During the early 1920s Léger responded to the rappel à lordre, the “call to order,” a return to the classical ideal of humanism in French culture, which the Paris avant-garde had adopted in response to the trauma of the First World War. Léger turned away from the brashly dynamic, mechanical manner of his earlier work, and his paintings assumed a calmer, more balanced, and consciously classical aspect.
Nature morte au buste, painted in 1924, is a perfect case in point. Remaining steadfast to his basic principle of seeking contrasts in forms, Léger gathered on the table in this still-life composition a Roman-style bust, an antique goblet and scrolled paper–artifacts of an older civilization steeped in classicism–and juxtaposed them with a protractor and other drafting instruments, which represent the geometrical and mathematical orientation in modern art, architecture and design.
In his treatment of these objects and their environment, Léger employed the ideals of formal clarity and order that Le Corbusier and Ozenfant promulgated in their theories on Purism–LEsprit nouveau–together with the disciplined balance of fundamental pictorial elements in Mondrian’s most recent De Stijl paintings, which Léonce Rosenberg exhibited at his Galerie de l’Effort Moderne in 1923. Léger believed that he, too, should strive in his art for the transcendent order and permanence inherent in the classical sensibility and humanistic ideals that had guided the great and enduring art of the past.
In a 1924 Léger published in Rosenberg’s Bulletin de lEffort Moderne an article in which he advocated “A society without frenzy, calm, ordered, knowing how to live naturally within the Beautiful without exclamation or romanticism. That is where we are going, very simply. It is a religion like any other. I think it is useful and beautiful” (E. Fry, ed., Fernand Léger: Functions of Painting, New York, 1973, p. 47)

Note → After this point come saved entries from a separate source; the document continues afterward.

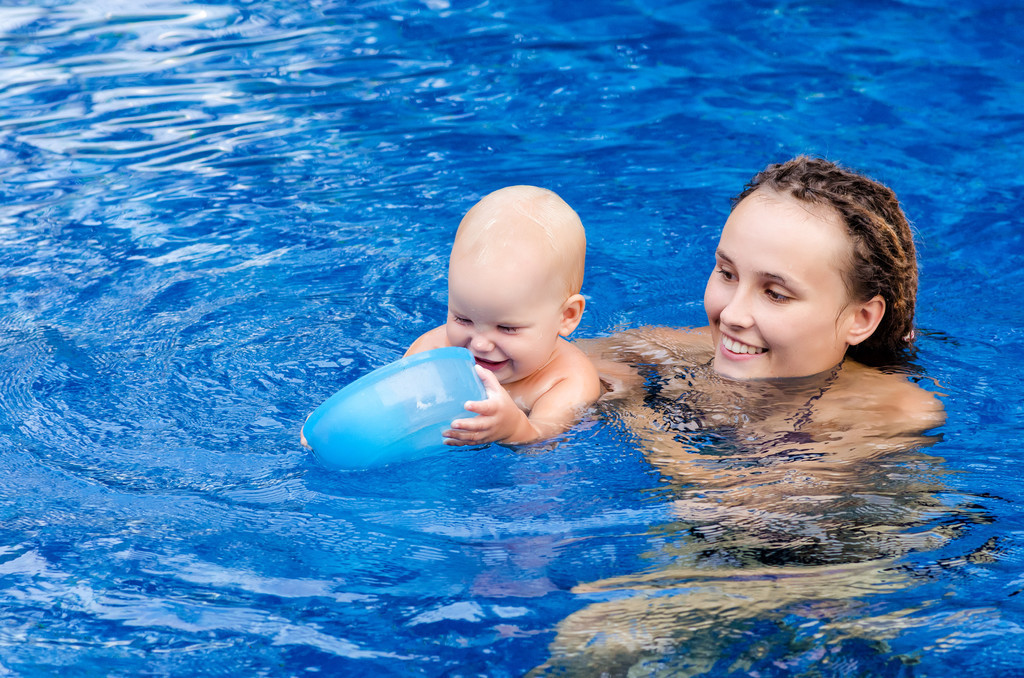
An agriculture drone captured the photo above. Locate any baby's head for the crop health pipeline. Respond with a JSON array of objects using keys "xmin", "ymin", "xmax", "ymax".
[
  {"xmin": 452, "ymin": 185, "xmax": 586, "ymax": 299},
  {"xmin": 734, "ymin": 157, "xmax": 918, "ymax": 367},
  {"xmin": 445, "ymin": 186, "xmax": 587, "ymax": 384}
]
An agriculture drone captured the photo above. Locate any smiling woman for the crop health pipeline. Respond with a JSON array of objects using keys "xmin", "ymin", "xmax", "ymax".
[
  {"xmin": 585, "ymin": 157, "xmax": 940, "ymax": 440},
  {"xmin": 546, "ymin": 157, "xmax": 947, "ymax": 674},
  {"xmin": 707, "ymin": 188, "xmax": 884, "ymax": 379},
  {"xmin": 708, "ymin": 155, "xmax": 917, "ymax": 379},
  {"xmin": 590, "ymin": 156, "xmax": 924, "ymax": 380},
  {"xmin": 578, "ymin": 156, "xmax": 947, "ymax": 511}
]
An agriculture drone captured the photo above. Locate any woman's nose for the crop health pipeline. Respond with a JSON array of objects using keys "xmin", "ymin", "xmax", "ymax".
[{"xmin": 719, "ymin": 287, "xmax": 754, "ymax": 329}]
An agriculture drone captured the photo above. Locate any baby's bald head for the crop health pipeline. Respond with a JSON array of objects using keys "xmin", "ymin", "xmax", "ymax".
[{"xmin": 450, "ymin": 186, "xmax": 586, "ymax": 300}]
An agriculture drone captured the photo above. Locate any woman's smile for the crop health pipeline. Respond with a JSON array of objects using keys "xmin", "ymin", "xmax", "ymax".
[
  {"xmin": 720, "ymin": 334, "xmax": 767, "ymax": 356},
  {"xmin": 705, "ymin": 190, "xmax": 865, "ymax": 380}
]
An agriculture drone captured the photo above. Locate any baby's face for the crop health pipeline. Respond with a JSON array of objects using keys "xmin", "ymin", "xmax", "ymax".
[{"xmin": 445, "ymin": 253, "xmax": 568, "ymax": 386}]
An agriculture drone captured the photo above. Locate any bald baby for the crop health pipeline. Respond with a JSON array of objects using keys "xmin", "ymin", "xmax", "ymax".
[{"xmin": 406, "ymin": 185, "xmax": 601, "ymax": 446}]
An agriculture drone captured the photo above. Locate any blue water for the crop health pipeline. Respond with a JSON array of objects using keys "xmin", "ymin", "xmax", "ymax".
[{"xmin": 2, "ymin": 0, "xmax": 1023, "ymax": 675}]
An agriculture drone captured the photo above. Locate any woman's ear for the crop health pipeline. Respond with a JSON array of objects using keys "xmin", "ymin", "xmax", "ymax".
[
  {"xmin": 559, "ymin": 294, "xmax": 586, "ymax": 337},
  {"xmin": 845, "ymin": 295, "xmax": 885, "ymax": 346}
]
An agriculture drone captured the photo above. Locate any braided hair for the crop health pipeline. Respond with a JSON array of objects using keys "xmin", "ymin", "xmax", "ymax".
[{"xmin": 733, "ymin": 157, "xmax": 918, "ymax": 367}]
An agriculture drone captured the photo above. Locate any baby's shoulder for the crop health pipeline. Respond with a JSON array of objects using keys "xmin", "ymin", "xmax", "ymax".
[
  {"xmin": 553, "ymin": 338, "xmax": 602, "ymax": 381},
  {"xmin": 404, "ymin": 326, "xmax": 449, "ymax": 356},
  {"xmin": 512, "ymin": 339, "xmax": 602, "ymax": 411}
]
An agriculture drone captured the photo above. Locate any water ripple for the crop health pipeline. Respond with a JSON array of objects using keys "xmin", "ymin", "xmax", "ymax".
[{"xmin": 0, "ymin": 0, "xmax": 1021, "ymax": 675}]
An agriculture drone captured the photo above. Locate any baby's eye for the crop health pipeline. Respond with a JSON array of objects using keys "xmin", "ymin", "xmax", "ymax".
[
  {"xmin": 498, "ymin": 325, "xmax": 520, "ymax": 334},
  {"xmin": 452, "ymin": 315, "xmax": 472, "ymax": 325}
]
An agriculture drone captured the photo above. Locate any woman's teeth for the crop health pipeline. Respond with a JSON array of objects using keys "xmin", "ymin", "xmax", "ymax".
[{"xmin": 723, "ymin": 336, "xmax": 766, "ymax": 355}]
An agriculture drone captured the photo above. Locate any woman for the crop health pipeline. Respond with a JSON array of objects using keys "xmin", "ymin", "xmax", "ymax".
[
  {"xmin": 591, "ymin": 155, "xmax": 944, "ymax": 439},
  {"xmin": 532, "ymin": 157, "xmax": 953, "ymax": 675}
]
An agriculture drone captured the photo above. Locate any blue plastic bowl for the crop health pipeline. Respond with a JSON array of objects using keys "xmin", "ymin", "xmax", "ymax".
[{"xmin": 302, "ymin": 347, "xmax": 486, "ymax": 469}]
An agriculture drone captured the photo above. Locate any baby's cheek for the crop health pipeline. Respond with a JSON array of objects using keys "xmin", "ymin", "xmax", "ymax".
[{"xmin": 445, "ymin": 324, "xmax": 466, "ymax": 346}]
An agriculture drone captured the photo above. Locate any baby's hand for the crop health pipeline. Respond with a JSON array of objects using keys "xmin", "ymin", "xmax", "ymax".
[{"xmin": 444, "ymin": 366, "xmax": 533, "ymax": 446}]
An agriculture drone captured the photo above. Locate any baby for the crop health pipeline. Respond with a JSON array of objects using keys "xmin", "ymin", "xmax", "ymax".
[{"xmin": 406, "ymin": 185, "xmax": 602, "ymax": 445}]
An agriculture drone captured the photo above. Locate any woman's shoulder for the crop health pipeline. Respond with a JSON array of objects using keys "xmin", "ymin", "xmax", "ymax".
[
  {"xmin": 578, "ymin": 325, "xmax": 713, "ymax": 362},
  {"xmin": 824, "ymin": 360, "xmax": 946, "ymax": 435},
  {"xmin": 575, "ymin": 326, "xmax": 713, "ymax": 399}
]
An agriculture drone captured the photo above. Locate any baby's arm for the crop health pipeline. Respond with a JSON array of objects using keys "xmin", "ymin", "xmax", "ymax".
[
  {"xmin": 445, "ymin": 350, "xmax": 602, "ymax": 446},
  {"xmin": 405, "ymin": 326, "xmax": 548, "ymax": 443},
  {"xmin": 513, "ymin": 368, "xmax": 602, "ymax": 441}
]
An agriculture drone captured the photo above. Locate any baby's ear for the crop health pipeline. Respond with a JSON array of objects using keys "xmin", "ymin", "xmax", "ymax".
[{"xmin": 559, "ymin": 294, "xmax": 586, "ymax": 337}]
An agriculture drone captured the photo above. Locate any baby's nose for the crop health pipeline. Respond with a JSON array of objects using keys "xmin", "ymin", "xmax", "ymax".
[{"xmin": 470, "ymin": 333, "xmax": 495, "ymax": 353}]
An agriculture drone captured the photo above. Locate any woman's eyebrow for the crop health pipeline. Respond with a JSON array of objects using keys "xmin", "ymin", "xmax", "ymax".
[
  {"xmin": 761, "ymin": 271, "xmax": 789, "ymax": 285},
  {"xmin": 716, "ymin": 249, "xmax": 794, "ymax": 287}
]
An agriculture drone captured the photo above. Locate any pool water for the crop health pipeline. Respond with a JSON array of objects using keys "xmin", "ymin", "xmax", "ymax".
[{"xmin": 2, "ymin": 0, "xmax": 1023, "ymax": 675}]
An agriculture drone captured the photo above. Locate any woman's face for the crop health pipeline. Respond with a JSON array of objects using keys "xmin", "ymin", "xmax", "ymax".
[{"xmin": 704, "ymin": 190, "xmax": 875, "ymax": 380}]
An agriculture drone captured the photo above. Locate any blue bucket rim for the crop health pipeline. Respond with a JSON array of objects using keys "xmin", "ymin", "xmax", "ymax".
[
  {"xmin": 306, "ymin": 345, "xmax": 479, "ymax": 422},
  {"xmin": 346, "ymin": 346, "xmax": 475, "ymax": 389}
]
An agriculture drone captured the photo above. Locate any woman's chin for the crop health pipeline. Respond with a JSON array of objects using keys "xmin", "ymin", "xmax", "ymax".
[{"xmin": 712, "ymin": 349, "xmax": 770, "ymax": 380}]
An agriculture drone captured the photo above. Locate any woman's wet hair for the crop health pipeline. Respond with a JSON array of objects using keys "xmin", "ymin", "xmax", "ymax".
[{"xmin": 733, "ymin": 156, "xmax": 918, "ymax": 367}]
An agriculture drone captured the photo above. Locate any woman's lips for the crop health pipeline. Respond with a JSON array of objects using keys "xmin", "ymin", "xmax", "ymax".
[{"xmin": 720, "ymin": 334, "xmax": 767, "ymax": 356}]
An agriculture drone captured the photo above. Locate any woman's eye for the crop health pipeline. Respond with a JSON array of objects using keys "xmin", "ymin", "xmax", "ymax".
[
  {"xmin": 716, "ymin": 267, "xmax": 735, "ymax": 281},
  {"xmin": 765, "ymin": 288, "xmax": 790, "ymax": 302}
]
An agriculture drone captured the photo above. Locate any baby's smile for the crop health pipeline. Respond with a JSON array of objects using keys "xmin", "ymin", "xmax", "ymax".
[{"xmin": 474, "ymin": 356, "xmax": 509, "ymax": 371}]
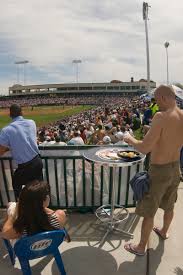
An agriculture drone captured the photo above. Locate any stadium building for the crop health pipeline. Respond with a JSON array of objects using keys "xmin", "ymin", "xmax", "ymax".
[{"xmin": 9, "ymin": 78, "xmax": 156, "ymax": 98}]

Léger decried the tradition in all Western art since the Renaissance of adhering to a fundamentally unified conception within the composition based on the idea of the subject. He discarded this conventional approach in his painting, and focused instead on the visual character of individual objects. “The subject in painting had already been destroyed,” the artist wrote. “I thought that the object, which had been neglected and poorly exploited, was the thing to replace the subject” (quoted in J. Cassou and J. Leymarie, Fernand Léger Drawings and Gouaches, New York, 1973, p. 87).
Léger was drawn to the beauty of the manufactured object, from large airplane engines to everyday house wares, including the consumer goods that filled the elaborate window displays in boulevard shops and department stores. By adapting the technique of the cinematic close-up to his studio practice, Léger discovered the means of imparting true monumentality to the most common object.

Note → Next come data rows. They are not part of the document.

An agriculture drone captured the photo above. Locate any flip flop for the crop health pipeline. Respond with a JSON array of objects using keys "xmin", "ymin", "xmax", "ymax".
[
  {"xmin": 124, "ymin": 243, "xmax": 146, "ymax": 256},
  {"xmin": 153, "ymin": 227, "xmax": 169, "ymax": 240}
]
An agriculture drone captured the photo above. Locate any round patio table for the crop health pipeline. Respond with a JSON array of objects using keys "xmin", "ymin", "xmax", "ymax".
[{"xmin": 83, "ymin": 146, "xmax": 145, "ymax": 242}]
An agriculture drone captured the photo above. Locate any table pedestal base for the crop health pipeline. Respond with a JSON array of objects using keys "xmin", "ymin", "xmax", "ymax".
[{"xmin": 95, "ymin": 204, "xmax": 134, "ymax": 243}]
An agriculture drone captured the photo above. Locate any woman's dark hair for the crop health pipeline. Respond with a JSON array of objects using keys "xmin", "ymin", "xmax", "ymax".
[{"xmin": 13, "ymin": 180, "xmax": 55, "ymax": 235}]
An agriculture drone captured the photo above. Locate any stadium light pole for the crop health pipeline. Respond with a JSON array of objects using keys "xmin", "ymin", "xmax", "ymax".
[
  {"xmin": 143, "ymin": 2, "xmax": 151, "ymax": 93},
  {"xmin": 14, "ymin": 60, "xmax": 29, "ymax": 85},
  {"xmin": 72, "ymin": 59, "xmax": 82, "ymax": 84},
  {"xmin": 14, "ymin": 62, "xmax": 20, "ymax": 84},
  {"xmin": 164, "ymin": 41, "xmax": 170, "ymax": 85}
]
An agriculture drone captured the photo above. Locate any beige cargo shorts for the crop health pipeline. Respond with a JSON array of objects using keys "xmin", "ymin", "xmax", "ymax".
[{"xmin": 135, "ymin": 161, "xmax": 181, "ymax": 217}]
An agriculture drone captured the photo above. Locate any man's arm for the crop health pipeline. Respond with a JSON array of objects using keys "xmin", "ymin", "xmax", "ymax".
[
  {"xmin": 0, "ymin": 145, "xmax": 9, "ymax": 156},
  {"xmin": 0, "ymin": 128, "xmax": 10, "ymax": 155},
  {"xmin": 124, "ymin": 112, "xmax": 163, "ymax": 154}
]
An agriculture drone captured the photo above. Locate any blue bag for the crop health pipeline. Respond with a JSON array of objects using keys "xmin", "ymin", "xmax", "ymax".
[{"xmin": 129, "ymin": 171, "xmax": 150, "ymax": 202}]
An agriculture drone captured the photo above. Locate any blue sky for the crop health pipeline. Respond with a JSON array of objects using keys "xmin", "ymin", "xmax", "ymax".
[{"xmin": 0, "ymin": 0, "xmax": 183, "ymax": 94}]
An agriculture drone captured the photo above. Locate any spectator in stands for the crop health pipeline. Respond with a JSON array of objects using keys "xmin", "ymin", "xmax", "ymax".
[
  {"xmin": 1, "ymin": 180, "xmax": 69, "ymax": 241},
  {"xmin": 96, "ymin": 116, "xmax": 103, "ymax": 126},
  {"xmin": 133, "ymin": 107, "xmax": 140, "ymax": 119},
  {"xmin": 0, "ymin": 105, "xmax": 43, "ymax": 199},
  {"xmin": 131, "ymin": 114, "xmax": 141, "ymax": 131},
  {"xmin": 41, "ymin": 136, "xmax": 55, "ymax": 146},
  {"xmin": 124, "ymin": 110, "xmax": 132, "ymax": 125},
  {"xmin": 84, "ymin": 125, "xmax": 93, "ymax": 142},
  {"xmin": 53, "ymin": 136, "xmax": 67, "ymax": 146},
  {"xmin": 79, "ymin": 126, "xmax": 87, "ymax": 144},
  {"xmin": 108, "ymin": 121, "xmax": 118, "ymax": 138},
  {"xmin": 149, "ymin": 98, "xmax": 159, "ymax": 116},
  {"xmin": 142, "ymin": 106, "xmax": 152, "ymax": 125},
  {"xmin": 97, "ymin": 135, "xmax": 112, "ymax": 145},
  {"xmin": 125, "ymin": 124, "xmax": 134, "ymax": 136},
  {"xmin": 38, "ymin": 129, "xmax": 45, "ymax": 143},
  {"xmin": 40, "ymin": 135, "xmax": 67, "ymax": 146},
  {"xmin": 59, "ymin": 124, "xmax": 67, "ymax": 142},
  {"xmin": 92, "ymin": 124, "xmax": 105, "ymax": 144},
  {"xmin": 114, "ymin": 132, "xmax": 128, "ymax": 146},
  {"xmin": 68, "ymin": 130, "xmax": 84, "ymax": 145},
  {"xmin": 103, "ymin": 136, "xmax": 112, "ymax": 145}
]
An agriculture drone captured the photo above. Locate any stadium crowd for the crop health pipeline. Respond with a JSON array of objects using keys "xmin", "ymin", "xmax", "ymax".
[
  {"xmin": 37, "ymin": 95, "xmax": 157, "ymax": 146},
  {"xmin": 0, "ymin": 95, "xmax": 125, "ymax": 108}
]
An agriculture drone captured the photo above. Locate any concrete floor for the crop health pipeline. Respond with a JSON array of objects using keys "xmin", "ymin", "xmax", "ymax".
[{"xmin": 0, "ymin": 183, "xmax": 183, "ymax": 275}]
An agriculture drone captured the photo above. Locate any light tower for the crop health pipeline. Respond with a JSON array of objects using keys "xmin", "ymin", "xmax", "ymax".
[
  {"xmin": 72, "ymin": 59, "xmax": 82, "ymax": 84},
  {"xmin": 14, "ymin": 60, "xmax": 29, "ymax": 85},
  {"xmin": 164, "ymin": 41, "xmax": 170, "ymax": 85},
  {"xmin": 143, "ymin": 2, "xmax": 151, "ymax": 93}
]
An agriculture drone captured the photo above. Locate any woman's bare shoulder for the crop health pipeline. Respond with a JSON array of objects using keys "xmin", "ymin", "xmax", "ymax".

Nature morte au buste was for many years in the collection of Douglas Cooper (1911-1984), the pioneering authority on Cubism and a leading historian of the movement, who was a friend to many of the artists he wrote about, especially Picasso, Braque and Léger. He avidly acquired their art whenever the opportunity arose. Cooper’s Gris collection was among the most extensive in existence; he compiled the artist’s catalogue raisonné, recently re-published. In 1970 he curated the landmark exhibition The Cubist Epoch, the catalogue for which remains an invaluable introduction and reference guide to this movement and its artists.